To begin with, CEO Elon Musk hasn’t completely given up on Tesla’s bitcoin position; he stated during the conference call that he’s still willing to increase the company’s bitcoin holdings at some point in the future.
During the call, Musk cautioned, “This should not be viewed as some judgment on bitcoin,” adding that the sale was necessary to strengthen Tesla’s financial position due to COVID-19 lockdowns in China, one of its biggest markets.
Despite the significant decrease in bitcoin values over the past several months, Tesla was still able to turn a little profit on its sale of the digital currency. When bitcoin was trading for roughly $32,000 to $33,000 in January 2021, the business made its initial $1.5 billion purchase. Later, Tesla made money from selling around 10% of its assets during the first quarter.
“We converted a majority of our bitcoin holdings to fiat for a realized gain, offset by impairment charges on the remainder of our holdings, netting a $106 million cost to the P&L included within restructuring and other,” Tesla Chief Financial Officer Zach Kirkhorn said during Wednesday’s earnings call.

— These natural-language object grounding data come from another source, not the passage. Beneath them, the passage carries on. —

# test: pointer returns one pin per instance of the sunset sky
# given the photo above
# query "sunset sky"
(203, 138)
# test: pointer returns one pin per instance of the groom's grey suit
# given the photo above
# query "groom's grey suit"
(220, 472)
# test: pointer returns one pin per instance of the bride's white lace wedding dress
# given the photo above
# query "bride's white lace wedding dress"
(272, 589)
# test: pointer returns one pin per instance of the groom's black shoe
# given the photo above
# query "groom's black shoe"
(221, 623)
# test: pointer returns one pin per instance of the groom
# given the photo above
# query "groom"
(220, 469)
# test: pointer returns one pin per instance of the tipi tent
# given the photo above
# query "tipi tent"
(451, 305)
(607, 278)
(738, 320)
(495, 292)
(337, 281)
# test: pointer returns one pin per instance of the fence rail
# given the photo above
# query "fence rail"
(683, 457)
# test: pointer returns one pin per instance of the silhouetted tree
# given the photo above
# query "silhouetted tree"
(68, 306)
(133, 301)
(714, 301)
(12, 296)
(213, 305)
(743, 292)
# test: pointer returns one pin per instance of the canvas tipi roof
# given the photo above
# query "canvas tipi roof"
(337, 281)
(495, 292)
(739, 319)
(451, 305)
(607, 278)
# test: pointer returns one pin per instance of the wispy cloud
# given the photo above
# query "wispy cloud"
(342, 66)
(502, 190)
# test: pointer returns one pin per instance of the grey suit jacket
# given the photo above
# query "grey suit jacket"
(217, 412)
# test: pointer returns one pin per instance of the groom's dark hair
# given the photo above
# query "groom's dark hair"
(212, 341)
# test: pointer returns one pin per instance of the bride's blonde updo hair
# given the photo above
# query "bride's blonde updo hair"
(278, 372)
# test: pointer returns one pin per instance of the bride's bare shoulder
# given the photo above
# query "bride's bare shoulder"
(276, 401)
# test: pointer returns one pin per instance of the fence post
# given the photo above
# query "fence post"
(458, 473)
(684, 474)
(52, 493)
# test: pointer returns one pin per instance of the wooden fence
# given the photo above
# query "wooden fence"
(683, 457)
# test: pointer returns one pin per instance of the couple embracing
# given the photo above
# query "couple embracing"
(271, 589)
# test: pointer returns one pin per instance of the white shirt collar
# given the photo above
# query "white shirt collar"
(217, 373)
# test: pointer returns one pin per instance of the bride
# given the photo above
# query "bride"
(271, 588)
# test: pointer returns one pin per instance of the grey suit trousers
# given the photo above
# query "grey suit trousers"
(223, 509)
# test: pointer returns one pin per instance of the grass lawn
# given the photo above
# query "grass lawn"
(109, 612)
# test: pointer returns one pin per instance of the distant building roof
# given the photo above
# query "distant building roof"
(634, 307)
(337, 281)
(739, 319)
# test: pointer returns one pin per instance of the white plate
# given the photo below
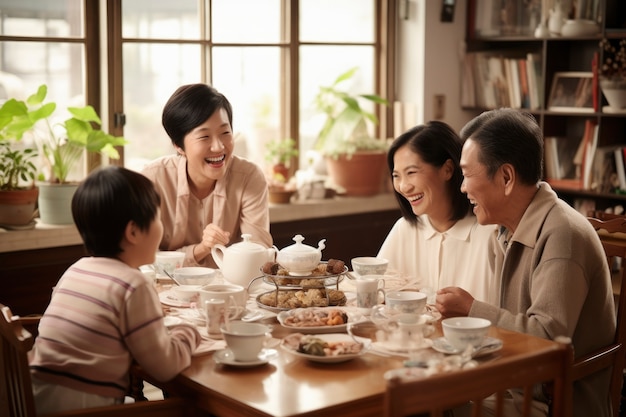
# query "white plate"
(168, 298)
(441, 345)
(226, 357)
(390, 348)
(329, 337)
(353, 316)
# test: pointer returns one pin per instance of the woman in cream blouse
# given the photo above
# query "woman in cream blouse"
(209, 195)
(437, 242)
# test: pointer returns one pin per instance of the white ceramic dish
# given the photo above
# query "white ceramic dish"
(168, 298)
(441, 345)
(331, 337)
(226, 357)
(353, 316)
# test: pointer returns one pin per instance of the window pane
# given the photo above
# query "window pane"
(41, 18)
(337, 21)
(24, 66)
(161, 19)
(337, 60)
(250, 77)
(151, 74)
(246, 21)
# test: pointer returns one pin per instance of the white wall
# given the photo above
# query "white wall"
(440, 44)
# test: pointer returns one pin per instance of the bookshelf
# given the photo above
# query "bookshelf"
(503, 43)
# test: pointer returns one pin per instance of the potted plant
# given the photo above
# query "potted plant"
(345, 140)
(18, 192)
(612, 72)
(279, 152)
(61, 144)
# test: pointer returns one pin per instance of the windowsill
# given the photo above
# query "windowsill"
(49, 236)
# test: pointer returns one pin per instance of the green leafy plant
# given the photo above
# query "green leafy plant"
(16, 166)
(61, 144)
(347, 125)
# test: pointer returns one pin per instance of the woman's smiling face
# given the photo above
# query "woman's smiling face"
(209, 148)
(422, 184)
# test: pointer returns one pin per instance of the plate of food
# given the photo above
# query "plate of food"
(325, 348)
(287, 299)
(318, 319)
(325, 274)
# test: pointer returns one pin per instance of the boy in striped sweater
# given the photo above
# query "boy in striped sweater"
(104, 313)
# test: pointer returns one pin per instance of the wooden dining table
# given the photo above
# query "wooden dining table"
(290, 386)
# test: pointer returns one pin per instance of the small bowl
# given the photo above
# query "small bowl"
(463, 331)
(194, 275)
(187, 293)
(369, 265)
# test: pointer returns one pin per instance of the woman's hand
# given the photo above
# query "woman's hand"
(453, 302)
(211, 236)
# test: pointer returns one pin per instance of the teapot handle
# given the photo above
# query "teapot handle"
(217, 252)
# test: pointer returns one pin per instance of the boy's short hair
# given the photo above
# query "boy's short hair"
(106, 201)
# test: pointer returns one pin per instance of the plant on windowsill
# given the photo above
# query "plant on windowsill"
(279, 153)
(345, 140)
(61, 144)
(18, 192)
(612, 72)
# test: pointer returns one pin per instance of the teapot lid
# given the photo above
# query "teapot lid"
(300, 248)
(246, 246)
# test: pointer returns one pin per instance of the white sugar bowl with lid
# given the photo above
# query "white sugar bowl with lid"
(240, 262)
(300, 259)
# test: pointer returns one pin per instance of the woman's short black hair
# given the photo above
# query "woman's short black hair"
(106, 201)
(435, 142)
(508, 136)
(189, 107)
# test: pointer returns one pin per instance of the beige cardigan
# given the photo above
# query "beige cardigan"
(239, 205)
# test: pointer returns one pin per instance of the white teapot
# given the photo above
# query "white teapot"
(300, 259)
(241, 262)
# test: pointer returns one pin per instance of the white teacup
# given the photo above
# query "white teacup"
(463, 331)
(219, 313)
(168, 261)
(369, 289)
(406, 301)
(224, 292)
(246, 339)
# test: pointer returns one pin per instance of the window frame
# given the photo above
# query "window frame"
(384, 65)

And Tesla’s bitcoin sale may be considered a perfectly rational strategy for obtaining money for business needs.
According to Pat Larsen, co-founder of the cryptocurrency tax accounting software company ZenLedger, “It makes perfect sense that corporate treasuries will sell liquid assets, including cryptocurrencies, confronted with falling profitability and potential layoffs.” It is not surprising that Tesla would attempt to raise capital at this time, given the stock price’s decline and the uncertain state of the economy.
Due to the sale of its bitcoin, Tesla’s cash position after the second quarter climbed to around $18.3 billion from $17.5 billion at the end of the first quarter.
As the US Congress establishes additional legislation, more businesses will likely add bitcoin to their financial holdings in the future, according to Larsen, who spoke to CoinDesk.
Gil Luria, the technology strategist at DA Davidson, stated that if we believe Musk when he says he has no regrets about selling and is willing to buy again, his opinion of bitcoin doesn’t seem to have altered.
The idea that bitcoin may be a more practical choice than cash for corporate treasury needs hasn’t changed, but it hasn’t materialized yet, according to Luria. Additionally, Luria noted that due to the current volatility in cryptocurrency pricing, “the rate of adoption by corporates isn’t going to be as swift.”
Chris Terry, vice president of enterprise solutions at open lending platform SmartFi, predicts that although skeptics will continue to stay in the background, other businesses will investigate the possibility of including bitcoin on their balance sheets. According to Terry, Tesla did better than just owning Treasury bonds since it could effectively dispose of approximately $1 billion in bitcoin.